Many attendees brought up issues with speeding vehicles along Blackstock and Bryant streets, and there was discussion of how the new Teocalli Street speed signs are working. Some people mentioned forming a citizen’s committee for trouble areas, and mention of adding speed bumps or “street furniture like the town of CB” to slow people down drew negative commentary. “Someone is going to die,” speculated board member Allison Butcher about the problem. Some attendees asked if the recreation path on Teocalli could be paved to increase pedestrian usability, but Benson explained there isn’t enough in the budget for the streets, and there are no plans for getting asphalt on the rec path.

Wallace advised that speeding and OHV violations are enforced through the Gunnison County sheriff’s department and the POA has no jurisdiction to enforce them.

“We encourage you to call the sheriff’s office when you have these issues, and let them know, as the largest group of constituents north of Gunnison, that you would like to see more enforcement coverage here,” she said.

POA association manager Dom Eymere reviewed the fairly straightforward and modest financials for the POA, which come mostly from the special district’s annual association dues. He said upcoming goals are to finalize a master plan in 2023-2024 that includes plans for the commercial district, parks and recreation and pedestrian pathways. He also responded to questions about Internet connectivity, such as hopes for a new cell tower, that the population is too small for that project to appeal to a cell carrier and will have to be placed through other funding.

Board president Mary Haskell explained that Met Rec (Gunnison County Metropolitan Recreation District) is one potential way to leverage GOCO or other funds and make improvements.

“Part of the reason Met Rec wants to do this is they’ve identified CB South as an underfunded, sort of over-served area. We don’t get a lot of funding and so they have a new granting system for really large projects…they really want to take a look at what we have here in build-out plans.” She said that could be for rebuilding the tennis court, pickle ball, the hockey rink, soccer fields or other projects. “It’s a huge boon for CB South. So this planning process is the first step,” she said.

Wallace reviewed the potential covenant changes in detail for attendees, and the voting process that will occur this fall. Covenant changes to vote on include short term rental (STR) regulations that would allow owners to rent their properties for a total of 90 days as STRs.
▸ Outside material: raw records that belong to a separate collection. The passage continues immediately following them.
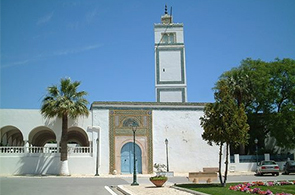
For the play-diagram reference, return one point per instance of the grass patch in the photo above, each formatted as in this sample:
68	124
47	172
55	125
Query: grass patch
216	189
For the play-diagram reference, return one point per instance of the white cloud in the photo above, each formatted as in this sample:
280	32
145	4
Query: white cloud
52	54
90	15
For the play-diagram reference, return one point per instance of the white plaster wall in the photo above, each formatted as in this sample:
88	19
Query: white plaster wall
177	30
188	152
101	119
171	62
44	164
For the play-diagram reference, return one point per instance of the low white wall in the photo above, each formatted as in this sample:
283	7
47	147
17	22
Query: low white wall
44	164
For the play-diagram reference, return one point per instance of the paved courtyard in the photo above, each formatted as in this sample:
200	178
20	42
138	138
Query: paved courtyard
49	185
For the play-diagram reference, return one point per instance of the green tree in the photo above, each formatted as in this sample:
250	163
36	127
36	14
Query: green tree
64	102
267	90
225	124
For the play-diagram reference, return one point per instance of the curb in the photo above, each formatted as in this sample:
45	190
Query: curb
121	189
189	191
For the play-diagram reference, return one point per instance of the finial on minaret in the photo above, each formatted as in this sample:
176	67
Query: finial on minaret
167	19
166	12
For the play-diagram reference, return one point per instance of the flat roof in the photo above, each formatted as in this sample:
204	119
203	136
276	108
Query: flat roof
148	105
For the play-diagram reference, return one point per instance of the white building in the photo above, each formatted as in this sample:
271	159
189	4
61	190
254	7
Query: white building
102	142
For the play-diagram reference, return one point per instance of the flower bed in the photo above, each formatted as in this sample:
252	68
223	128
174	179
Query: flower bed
252	187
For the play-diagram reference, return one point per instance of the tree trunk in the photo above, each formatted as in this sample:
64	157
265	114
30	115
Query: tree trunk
219	166
64	168
226	166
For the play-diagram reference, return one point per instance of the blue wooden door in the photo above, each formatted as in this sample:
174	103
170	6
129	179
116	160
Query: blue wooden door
127	159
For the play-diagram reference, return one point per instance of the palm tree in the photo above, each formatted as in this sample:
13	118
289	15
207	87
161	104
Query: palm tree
64	102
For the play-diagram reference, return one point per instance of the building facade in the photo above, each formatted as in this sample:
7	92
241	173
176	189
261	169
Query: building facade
102	143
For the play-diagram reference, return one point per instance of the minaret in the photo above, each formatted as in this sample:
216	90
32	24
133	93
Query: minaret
170	61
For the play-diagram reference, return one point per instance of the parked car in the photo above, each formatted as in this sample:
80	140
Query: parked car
289	167
265	167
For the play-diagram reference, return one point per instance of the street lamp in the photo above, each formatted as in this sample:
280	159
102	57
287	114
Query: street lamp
256	150
134	183
166	142
97	149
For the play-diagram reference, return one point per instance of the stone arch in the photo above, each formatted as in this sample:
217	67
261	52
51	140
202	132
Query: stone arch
78	135
41	135
11	136
130	122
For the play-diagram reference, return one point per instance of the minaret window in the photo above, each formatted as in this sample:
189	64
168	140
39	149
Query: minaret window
168	38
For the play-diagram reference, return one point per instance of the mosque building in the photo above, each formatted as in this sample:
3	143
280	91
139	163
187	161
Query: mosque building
102	143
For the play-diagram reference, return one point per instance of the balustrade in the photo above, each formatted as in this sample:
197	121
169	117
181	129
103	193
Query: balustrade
39	150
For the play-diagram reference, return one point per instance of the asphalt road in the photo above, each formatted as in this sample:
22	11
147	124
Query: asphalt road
95	185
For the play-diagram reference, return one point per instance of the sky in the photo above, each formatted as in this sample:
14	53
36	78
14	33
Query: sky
108	45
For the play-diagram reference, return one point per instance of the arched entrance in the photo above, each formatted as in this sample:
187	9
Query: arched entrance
127	162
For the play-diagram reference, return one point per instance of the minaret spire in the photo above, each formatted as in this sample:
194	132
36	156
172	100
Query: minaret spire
166	19
166	12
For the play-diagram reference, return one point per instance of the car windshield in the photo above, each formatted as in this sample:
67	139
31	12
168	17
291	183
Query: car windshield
269	163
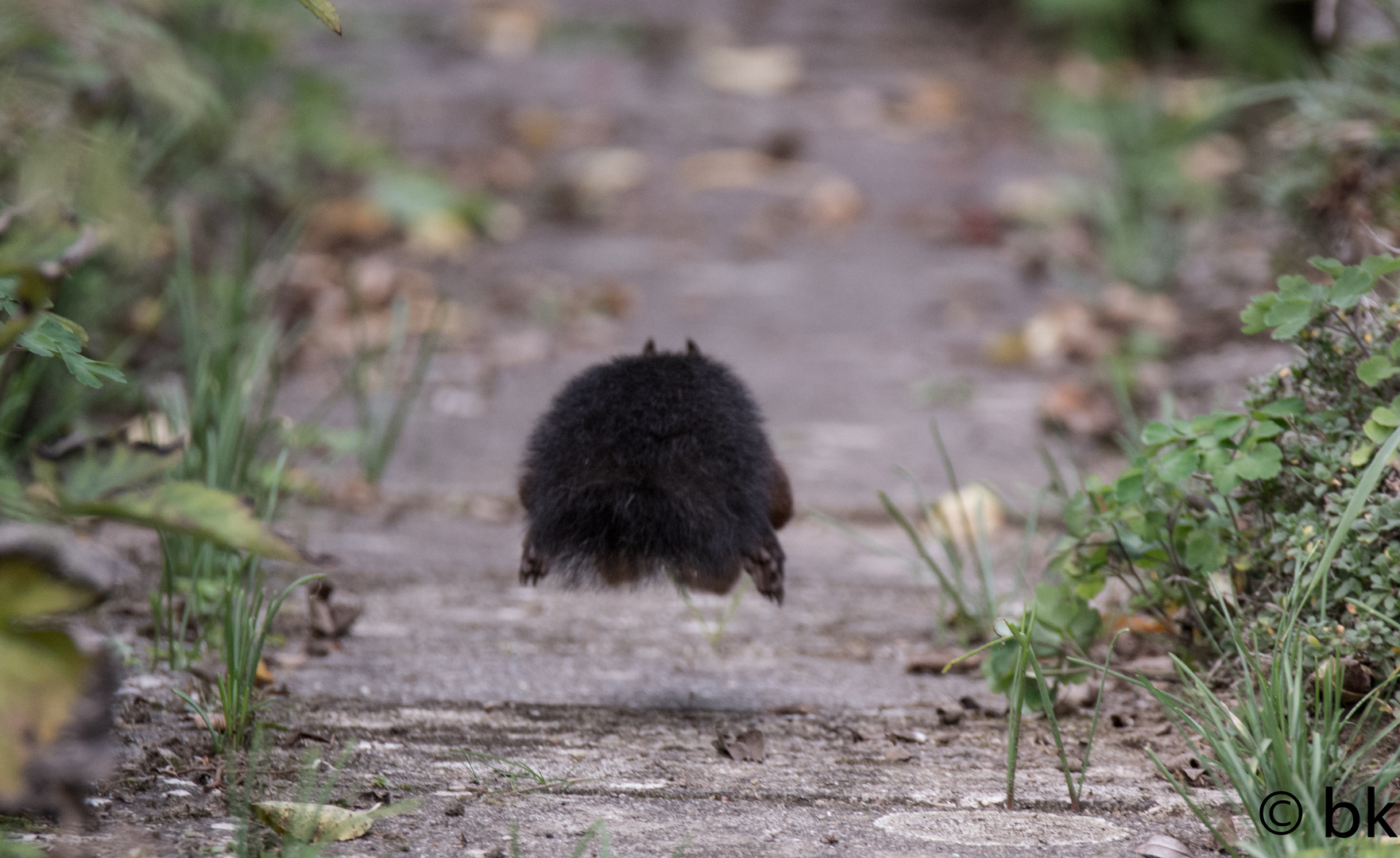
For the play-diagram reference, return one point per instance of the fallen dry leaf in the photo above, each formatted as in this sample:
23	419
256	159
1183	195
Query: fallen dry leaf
329	622
1162	846
832	202
1080	411
262	675
312	822
1065	330
766	70
509	29
1212	160
1031	202
745	746
346	222
724	168
931	102
972	511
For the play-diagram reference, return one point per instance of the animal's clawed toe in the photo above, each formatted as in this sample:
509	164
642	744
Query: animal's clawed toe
766	569
532	564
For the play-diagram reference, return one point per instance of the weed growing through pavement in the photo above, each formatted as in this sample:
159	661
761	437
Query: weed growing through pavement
714	632
595	832
512	771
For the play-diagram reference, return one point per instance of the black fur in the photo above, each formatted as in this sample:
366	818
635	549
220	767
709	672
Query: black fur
654	464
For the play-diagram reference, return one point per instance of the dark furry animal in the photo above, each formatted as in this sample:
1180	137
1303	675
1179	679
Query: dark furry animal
654	464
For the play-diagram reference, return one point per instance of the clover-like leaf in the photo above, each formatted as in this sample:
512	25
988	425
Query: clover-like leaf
1266	429
327	11
1375	370
1129	486
1157	433
1347	288
1179	465
1260	464
1255	312
1375	431
1328	266
1288	317
1288	406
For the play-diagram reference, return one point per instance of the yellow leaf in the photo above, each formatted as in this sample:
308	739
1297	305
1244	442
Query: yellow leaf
312	822
323	10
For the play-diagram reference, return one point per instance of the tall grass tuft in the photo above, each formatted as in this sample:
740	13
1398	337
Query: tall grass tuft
1288	727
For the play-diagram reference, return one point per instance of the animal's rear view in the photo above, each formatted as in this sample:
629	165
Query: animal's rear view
648	465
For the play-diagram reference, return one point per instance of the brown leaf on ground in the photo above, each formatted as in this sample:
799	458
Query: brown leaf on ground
1080	411
329	622
745	746
1153	312
1067	330
1162	846
833	202
917	738
931	102
935	663
347	222
764	70
288	661
724	168
1153	667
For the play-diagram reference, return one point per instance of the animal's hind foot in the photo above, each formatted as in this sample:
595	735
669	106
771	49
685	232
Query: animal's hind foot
532	564
766	569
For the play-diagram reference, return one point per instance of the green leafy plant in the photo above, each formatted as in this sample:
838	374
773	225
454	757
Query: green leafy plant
1058	624
1288	731
1247	35
1228	504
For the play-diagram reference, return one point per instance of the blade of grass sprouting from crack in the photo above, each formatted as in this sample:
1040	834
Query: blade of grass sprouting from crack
1359	500
1014	701
1047	705
1032	521
1058	483
1098	705
966	655
929	560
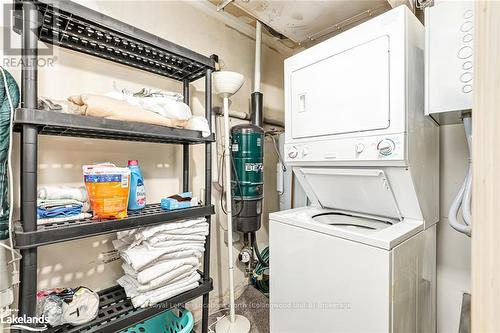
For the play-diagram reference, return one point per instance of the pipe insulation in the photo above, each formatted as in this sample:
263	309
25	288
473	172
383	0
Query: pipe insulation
464	197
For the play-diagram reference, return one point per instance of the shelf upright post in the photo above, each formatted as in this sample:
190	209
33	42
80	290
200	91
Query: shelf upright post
185	147
29	147
208	196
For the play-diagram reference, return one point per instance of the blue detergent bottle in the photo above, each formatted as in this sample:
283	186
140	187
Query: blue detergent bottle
137	194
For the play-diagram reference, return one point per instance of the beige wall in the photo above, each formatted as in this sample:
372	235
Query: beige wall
486	183
60	159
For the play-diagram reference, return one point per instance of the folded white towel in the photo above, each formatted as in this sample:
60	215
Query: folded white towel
144	299
177	275
164	237
141	256
164	267
148	232
181	273
171	244
135	237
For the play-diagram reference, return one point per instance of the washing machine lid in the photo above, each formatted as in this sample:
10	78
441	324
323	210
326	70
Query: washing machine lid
365	191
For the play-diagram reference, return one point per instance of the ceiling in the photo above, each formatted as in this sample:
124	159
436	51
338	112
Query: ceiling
306	22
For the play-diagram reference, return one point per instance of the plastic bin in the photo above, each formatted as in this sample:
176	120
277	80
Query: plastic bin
174	321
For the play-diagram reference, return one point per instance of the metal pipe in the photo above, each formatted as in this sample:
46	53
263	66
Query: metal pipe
245	116
258	55
227	160
29	147
185	147
208	197
256	117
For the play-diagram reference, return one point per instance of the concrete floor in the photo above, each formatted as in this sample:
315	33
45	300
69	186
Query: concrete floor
252	304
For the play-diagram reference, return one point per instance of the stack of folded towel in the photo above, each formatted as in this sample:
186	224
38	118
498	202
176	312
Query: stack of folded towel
61	203
161	261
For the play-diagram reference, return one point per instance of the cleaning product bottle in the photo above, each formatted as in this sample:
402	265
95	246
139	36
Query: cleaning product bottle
137	197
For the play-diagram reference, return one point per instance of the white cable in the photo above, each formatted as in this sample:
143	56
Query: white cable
464	195
10	177
466	201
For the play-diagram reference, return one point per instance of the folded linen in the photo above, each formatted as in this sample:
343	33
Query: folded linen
53	192
50	220
173	244
60	211
172	277
187	227
165	237
110	108
174	227
141	256
198	123
145	299
168	106
48	204
164	267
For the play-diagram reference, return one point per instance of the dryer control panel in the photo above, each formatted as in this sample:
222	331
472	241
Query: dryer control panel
370	148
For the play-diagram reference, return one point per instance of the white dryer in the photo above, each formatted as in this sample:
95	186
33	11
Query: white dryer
361	257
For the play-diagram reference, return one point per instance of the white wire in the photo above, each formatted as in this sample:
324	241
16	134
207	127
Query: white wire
10	177
463	197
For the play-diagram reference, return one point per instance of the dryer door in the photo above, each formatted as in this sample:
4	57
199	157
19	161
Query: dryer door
346	92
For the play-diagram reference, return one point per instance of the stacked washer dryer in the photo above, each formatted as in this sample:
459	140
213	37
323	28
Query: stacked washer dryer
361	257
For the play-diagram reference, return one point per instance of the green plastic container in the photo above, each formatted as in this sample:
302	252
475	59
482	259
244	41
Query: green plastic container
166	322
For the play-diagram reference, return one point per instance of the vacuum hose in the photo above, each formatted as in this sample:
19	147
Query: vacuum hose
464	196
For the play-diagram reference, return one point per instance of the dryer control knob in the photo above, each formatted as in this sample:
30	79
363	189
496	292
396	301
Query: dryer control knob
385	147
293	152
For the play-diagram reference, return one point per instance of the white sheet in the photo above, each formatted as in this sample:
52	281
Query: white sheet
164	267
141	256
144	299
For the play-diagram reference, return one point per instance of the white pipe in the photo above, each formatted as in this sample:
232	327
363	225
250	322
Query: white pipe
210	9
227	154
258	55
463	197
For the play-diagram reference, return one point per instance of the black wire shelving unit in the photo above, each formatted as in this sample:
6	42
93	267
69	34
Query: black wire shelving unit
73	26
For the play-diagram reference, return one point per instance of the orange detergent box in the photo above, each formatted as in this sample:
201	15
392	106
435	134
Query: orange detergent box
108	190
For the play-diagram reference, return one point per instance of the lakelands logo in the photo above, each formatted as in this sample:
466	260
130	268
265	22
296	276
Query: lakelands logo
31	324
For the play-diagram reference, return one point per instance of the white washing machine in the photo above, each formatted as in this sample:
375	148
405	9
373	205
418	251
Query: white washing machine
361	257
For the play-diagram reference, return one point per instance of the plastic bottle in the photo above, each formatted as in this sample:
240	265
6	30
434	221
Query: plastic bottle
137	197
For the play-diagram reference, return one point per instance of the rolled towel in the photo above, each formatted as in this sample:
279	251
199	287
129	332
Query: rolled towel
52	192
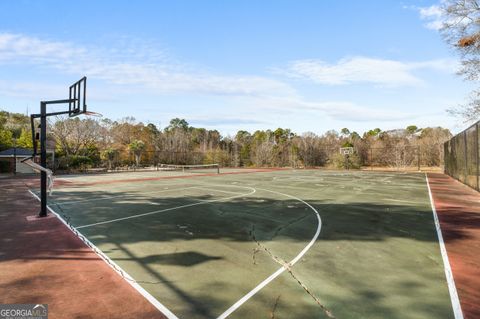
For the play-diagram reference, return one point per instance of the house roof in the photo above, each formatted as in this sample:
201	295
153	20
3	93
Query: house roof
20	152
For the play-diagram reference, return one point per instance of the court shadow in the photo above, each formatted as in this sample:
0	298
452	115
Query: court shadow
186	259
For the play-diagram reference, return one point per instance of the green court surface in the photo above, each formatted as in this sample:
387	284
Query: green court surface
281	244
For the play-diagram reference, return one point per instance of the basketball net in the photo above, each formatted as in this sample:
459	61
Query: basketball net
38	168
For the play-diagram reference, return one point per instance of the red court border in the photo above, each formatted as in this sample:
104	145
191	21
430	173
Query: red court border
42	261
458	210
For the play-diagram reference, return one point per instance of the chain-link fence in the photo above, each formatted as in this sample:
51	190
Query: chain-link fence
462	156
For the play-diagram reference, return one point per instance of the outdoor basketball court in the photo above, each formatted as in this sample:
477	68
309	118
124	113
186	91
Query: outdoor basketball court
279	244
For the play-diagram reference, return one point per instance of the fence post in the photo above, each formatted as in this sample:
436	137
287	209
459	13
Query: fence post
371	159
466	156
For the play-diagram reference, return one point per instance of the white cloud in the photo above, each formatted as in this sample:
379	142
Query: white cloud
381	72
433	15
335	110
158	74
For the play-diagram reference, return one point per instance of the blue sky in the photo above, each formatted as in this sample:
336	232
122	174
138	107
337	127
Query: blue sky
231	65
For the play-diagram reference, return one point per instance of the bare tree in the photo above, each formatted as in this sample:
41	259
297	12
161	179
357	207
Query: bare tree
461	30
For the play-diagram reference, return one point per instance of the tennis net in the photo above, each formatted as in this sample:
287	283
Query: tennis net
201	169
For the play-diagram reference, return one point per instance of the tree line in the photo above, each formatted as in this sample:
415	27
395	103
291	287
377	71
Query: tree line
86	142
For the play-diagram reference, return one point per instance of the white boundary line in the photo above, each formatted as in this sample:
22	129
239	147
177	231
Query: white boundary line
265	282
253	190
157	304
457	309
115	196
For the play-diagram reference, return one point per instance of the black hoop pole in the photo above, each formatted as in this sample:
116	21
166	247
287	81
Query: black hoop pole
43	159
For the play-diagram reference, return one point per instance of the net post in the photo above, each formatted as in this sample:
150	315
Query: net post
418	157
477	155
43	159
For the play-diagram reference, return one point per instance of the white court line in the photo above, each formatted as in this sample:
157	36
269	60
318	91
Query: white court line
253	190
457	309
215	190
115	196
157	304
240	302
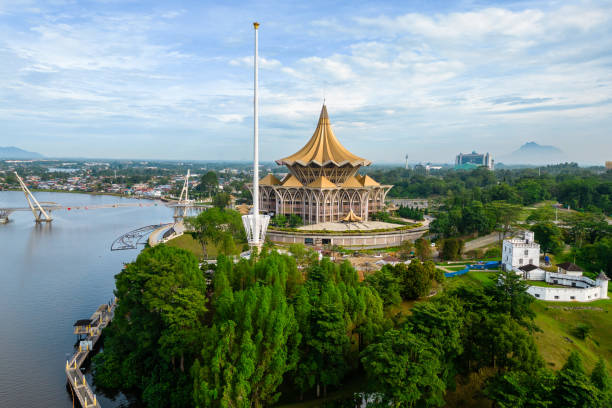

STRs would be defined as rentals of 30 days or less. Another proposed covenant change would allow various types of small and medium sized campers to be parked on properties for more than 24 hours, and another covenant change proposal would allow campers to be occupied (but not rented) for up to 14 consecutive days on private property. The other covenant change would clean up antiquated language.

Wallace said a lot of people are asking for a covenant change document they can view. She assured everyone the legal team is finalizing that and it will be available online soon. She also explained that the association will be able to track which property owners submit a vote but how they vote on each question will be anonymous. She emphasized that no covenant changes can pass without a majority of eligible voters voting in favor of them, and that rather than abstaining from a vote, the association still needs to hear from people if they are a ‘no’ vote to understand what people prefer rather than wonder if they were simply disengaged in the process.

Last, Haskell reviewed the results from the POA board of directors election process leading up to the meeting. Newly elected board member Andrew Sandstrom will serve through August of 2024; President Mary Haskell was re-elected through 2024; Sandstrom and Haskell join current members Matt McCombs (treasurer), David Neben, Liz Jordan, Scott Thomes and Allison Butcher whose terms end in August 2023. Out of 900-plus property owners, there were approximately 270 votes.

Neben pointed out that the covenant change survey response rate has not been as high as they would like, and the POA will certainly need better voter participation for the October ballot.